Cerius otagensis
- Conservation status: Nationally Critical (NZ TCS)

Scientific classification
- Domain: Eukaryota
- Kingdom: Animalia
- Phylum: Arthropoda
- Class: Insecta
- Order: Coleoptera
- Suborder: Polyphaga
- Infraorder: Cucujiformia
- Family: Anthribidae
- Genus: Cerius
- Species: C. otagensis
- Binomial name: Cerius otagensis Holloway, 1982

= Cerius otagensis =

- Genus: Cerius
- Species: otagensis
- Authority: Holloway, 1982
- Conservation status: NC

Species of beetle

Cerius otagensis is a species of flightless fungus weevil that is endemic to New Zealand. It has been found in only two locations in the Central Otago region.

==Discovery==

Only four female specimens have ever been collected and the male of the species remains unknown. The species was discovered by J. S. Dugdale on 25 November 1974 at Gentle Annie Creek, Kawarau Gorge. Three specimens were collected by him while beating a Carmichaelia shrub.
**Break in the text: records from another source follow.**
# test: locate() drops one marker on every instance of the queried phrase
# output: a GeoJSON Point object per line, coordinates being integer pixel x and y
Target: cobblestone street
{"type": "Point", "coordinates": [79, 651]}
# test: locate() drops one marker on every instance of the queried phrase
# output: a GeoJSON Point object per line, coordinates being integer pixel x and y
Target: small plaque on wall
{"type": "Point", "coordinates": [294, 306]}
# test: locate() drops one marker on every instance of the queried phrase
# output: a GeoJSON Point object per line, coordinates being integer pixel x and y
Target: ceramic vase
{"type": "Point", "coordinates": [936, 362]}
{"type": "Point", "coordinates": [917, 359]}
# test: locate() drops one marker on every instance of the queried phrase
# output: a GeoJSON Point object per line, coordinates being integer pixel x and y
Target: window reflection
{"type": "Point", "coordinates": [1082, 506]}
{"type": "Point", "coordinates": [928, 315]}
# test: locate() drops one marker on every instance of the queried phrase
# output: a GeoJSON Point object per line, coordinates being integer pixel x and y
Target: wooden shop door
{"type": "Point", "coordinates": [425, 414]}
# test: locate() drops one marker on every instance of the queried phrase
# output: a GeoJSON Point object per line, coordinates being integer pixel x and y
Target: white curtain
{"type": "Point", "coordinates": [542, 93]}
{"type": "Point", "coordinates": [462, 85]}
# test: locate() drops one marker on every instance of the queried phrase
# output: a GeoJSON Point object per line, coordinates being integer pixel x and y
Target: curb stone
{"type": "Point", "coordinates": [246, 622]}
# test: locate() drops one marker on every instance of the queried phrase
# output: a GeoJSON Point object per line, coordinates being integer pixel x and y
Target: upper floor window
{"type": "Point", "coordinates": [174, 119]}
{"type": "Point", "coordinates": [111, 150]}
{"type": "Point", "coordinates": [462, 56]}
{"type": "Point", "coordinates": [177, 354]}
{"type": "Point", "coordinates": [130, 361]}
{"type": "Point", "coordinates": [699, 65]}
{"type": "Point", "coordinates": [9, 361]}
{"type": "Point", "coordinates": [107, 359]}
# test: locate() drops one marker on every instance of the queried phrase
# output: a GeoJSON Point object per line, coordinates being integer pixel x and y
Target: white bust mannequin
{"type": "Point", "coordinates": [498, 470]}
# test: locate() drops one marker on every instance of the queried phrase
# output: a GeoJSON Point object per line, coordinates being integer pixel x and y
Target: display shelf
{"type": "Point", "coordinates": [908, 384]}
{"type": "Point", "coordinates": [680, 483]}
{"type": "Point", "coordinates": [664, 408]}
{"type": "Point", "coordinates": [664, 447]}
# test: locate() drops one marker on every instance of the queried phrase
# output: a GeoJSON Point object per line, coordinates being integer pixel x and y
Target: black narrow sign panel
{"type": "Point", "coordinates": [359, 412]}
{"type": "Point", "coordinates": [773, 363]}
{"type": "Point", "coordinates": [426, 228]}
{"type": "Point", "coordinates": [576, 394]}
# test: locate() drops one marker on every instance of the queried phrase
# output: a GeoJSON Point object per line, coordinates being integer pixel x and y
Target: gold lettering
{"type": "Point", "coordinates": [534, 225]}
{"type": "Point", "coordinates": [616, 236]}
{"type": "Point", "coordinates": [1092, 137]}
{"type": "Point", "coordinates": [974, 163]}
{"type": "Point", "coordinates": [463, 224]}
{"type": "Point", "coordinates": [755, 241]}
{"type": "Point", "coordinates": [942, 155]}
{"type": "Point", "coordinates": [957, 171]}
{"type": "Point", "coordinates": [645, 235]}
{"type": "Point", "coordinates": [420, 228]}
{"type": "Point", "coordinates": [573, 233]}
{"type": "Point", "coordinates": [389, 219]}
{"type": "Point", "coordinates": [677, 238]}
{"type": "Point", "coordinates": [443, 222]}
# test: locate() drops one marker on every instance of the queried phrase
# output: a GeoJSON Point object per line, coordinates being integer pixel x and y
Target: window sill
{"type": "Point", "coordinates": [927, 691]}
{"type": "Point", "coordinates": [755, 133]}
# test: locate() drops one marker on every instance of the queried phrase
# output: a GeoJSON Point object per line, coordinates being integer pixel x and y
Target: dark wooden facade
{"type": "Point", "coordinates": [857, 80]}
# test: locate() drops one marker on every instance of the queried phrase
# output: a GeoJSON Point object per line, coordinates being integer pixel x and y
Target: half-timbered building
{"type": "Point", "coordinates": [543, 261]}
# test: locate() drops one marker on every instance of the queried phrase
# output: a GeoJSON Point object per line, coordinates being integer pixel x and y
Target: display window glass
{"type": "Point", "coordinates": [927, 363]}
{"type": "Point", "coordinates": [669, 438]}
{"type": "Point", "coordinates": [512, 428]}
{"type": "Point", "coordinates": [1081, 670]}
On 27 October 1981 a fourth specimen was collected by J. C. Watt 4 km north of Lindis Crossing as a result of beating Carmichaelia petriei. These collections indicate that C. otagensis is likely to be associated with Camichaelia.

==Description==

This species was first described in 1982 by B. A. Holloway and the holotype specimen is held in the New Zealand Arthropod Collection at Landcare Research. C. otagensis is a small beetle measuring between 2.4–2.7mm in length and has a width of 1.3–1.4mm. Its head is covered with silver and yellow scales and its body also has mainly yellow and silver scales but with dark brown scales scattered amongst them. One specimen was dissected and evidence of fungi, possibly of the genus Stigmella, was found in its gut indicating that C. otagensis feeds upon that genus of fungi.